New Central Mental Hospital still battling serious failings long after watchdog intervention
Ireland’s Central Mental Hospital (CMH), opened in north Dublin just three years ago and promoted as a flagship, state-of-the-art forensic facility, is continuing to struggle with serious safety and governance failures more than a year after formal intervention by the Mental Health Commission.
Records released under Freedom of Information show that a 2024 inspection found the hospital compliant with only about half of the regulatory standards reviewed — a startling outcome for a newly built national facility.
The findings were so severe that the regulator issued an Immediate Action Notice, a rarely used enforcement measure reserved for high-risk situations. Internal correspondence indicates that many of the problems identified during that inspection were still unresolved well into mid-2025, with key areas repeatedly marked as “in progress”.
Among the outstanding issues were weaknesses in patient admission, transfer and discharge procedures, failures in records management systems, delays in the delivery of therapeutic services, and physical defects within the building itself, including cracked flooring.
The documents also show that limitations in the hospital’s electronic health-record systems contributed to delays in achieving full compliance, with some system upgrades not expected to be completed until early 2026.
One of the most serious failings related to the monitoring of patients placed in seclusion. Inspectors found that the intercom system used to communicate with isolated patients was ineffective, with staff describing it as “not fit for purpose”. In some cases, patients in distress could not be clearly heard unless the system was already actively engaged.
While interim safety measures were introduced, including increased physical observation by staff, at least one proposed technical solution was postponed after concerns it might introduce new ligature risks in seclusion rooms.

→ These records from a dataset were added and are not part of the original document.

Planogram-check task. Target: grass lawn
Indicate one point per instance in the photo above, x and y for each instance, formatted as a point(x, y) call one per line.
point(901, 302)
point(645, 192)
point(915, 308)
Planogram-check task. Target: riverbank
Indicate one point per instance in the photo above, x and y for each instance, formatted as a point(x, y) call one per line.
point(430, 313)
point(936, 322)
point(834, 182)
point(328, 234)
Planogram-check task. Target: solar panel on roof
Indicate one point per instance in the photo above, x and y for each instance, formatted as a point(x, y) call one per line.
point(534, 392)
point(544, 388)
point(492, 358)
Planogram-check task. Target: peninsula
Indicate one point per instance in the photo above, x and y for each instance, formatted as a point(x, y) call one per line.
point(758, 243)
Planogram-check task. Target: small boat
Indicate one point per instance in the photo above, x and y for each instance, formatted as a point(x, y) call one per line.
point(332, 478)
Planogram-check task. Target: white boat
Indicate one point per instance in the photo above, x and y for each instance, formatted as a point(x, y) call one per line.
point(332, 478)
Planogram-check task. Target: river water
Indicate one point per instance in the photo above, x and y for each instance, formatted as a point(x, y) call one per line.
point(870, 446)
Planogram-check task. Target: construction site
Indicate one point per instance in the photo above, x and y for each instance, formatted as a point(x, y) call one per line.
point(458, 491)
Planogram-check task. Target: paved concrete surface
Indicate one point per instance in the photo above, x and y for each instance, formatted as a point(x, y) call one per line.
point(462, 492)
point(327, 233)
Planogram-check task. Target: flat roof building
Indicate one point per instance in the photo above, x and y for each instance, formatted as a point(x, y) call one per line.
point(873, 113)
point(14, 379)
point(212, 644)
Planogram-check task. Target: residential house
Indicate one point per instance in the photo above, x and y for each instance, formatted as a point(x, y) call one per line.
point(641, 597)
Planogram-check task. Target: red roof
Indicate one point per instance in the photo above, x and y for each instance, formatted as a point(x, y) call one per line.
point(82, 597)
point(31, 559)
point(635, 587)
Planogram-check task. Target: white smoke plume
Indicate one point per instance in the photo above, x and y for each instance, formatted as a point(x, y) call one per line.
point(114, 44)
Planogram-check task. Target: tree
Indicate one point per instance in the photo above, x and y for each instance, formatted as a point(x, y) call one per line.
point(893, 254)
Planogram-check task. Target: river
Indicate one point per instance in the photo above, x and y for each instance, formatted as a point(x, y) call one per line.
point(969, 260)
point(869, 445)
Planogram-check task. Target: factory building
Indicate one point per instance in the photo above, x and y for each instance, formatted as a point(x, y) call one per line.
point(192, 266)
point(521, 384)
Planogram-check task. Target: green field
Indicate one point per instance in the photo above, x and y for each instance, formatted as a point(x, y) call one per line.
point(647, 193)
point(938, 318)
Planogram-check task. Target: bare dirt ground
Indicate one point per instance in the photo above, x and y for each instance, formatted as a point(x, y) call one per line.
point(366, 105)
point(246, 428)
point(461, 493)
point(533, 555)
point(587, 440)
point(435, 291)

Later correspondence shows that acoustic improvements were eventually installed and tested, improving staff’s ability to hear patients, although discussions continued with the regulator about whether the system now met required safety standards.
Recruitment delays were also blamed for long waiting times for therapeutic supports, including psychology services, with some patients waiting months to access care.
A spokesperson for the National Forensic Mental Health Service acknowledged the shortcomings and said corrective and preventative actions were being implemented, noting the pressure placed on staff and systems during a prolonged period of structural change.